Our population model, although crude, provides an estimate of the overall population of Malleefowl in the wheatbelt, and an idea of where numbers are concentrated. It also helps to identify priority populations for management action, identifying apparently secure, at-risk, and non-viable neighbourhoods. This model emphasises how the conservation of Malleefowl and other species in a fragmented landscape requires management to extend beyond the patch scale (or scale of the individual nature reserve) to incorporate landscape context. A key result was that extensive farm bush and major nature reserves of the eastern and southern wheatbelt complement each other and form one major interconnected neighbourhood of c. 4 million hectares, with a number of discrete satellite neighbourhoods of varying extent and viability.
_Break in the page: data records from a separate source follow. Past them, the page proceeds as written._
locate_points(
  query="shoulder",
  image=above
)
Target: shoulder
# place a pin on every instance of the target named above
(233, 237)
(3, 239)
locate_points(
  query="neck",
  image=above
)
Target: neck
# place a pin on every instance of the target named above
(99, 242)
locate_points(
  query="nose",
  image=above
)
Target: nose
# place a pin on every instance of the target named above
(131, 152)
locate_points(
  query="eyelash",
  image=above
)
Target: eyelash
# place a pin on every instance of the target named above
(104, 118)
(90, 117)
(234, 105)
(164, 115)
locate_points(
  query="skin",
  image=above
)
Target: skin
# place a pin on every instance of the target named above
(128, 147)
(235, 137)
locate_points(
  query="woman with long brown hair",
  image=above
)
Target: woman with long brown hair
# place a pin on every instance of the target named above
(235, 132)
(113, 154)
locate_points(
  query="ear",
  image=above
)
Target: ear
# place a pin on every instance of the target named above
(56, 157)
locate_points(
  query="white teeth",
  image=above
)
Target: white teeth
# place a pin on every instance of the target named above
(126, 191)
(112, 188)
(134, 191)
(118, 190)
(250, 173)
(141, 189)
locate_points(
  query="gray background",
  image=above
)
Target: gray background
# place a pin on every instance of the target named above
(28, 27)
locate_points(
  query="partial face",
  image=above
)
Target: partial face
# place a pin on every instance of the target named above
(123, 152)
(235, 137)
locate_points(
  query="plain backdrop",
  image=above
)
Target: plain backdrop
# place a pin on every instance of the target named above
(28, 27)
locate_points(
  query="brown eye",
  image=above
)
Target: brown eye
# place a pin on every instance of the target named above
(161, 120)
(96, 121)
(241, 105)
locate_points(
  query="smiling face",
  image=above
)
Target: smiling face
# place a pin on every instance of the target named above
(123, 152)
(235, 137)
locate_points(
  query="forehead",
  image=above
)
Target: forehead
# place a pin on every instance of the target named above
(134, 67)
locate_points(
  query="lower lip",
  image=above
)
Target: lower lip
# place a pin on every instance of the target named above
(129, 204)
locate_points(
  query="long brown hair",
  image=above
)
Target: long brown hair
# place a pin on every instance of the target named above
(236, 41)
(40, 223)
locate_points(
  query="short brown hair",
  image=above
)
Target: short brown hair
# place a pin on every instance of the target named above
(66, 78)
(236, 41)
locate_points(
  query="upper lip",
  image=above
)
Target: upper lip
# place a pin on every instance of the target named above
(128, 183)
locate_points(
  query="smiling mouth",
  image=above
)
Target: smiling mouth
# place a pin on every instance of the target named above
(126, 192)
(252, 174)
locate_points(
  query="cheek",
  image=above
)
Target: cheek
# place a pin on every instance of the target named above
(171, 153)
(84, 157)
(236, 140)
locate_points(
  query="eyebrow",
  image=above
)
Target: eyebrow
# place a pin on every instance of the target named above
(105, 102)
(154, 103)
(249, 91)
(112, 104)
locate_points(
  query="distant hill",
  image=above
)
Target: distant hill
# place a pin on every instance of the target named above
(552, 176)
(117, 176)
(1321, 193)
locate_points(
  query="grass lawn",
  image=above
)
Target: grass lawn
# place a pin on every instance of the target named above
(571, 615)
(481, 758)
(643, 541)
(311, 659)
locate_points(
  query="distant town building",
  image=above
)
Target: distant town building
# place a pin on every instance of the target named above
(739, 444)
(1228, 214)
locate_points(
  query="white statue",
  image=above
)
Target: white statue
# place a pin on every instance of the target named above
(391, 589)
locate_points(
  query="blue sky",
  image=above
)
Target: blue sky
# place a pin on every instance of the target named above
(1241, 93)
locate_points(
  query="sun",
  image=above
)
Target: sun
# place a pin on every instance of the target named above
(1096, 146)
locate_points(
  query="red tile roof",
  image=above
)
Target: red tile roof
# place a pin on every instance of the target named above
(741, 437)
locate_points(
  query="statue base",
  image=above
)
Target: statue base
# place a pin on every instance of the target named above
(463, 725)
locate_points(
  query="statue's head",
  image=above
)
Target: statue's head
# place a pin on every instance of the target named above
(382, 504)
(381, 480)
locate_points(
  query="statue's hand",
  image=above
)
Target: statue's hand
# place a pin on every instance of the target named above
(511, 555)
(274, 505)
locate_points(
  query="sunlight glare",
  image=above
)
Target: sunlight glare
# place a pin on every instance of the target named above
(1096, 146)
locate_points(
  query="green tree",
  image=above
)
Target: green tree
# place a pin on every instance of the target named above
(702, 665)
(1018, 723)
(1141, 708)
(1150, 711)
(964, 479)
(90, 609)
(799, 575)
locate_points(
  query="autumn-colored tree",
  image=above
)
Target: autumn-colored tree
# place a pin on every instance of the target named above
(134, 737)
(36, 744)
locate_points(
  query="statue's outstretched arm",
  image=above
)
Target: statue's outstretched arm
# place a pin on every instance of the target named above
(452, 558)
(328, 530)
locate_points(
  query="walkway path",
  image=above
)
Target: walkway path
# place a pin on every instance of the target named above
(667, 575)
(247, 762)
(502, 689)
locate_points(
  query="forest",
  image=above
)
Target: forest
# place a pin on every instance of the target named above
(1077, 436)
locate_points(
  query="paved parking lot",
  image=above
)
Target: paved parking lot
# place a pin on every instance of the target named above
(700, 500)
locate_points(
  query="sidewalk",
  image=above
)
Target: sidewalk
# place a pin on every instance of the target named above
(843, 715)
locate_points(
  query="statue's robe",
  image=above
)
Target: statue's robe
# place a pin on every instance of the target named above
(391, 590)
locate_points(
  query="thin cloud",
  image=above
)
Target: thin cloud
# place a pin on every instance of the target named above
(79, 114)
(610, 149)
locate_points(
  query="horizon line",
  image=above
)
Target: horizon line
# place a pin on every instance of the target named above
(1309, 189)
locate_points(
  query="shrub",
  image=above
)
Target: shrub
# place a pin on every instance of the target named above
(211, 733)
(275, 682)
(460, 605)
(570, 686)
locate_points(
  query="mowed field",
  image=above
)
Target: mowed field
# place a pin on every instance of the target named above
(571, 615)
Local government and farmers have a key role to play in maintaining existing connections across the landscape, farmers have a responsibility to maintain their remaining remnants by excluding grazing and some degree of fox control, and the Department of Environment and Conservation have a continuing role in the promotion of a diverse fire regime dominated by older fire ages within their large reserves and fox control in and around their reserves. Ultimately the long-term conservation of Malleefowl in the wheatbelt will require the cooperation of all land managers, private and public.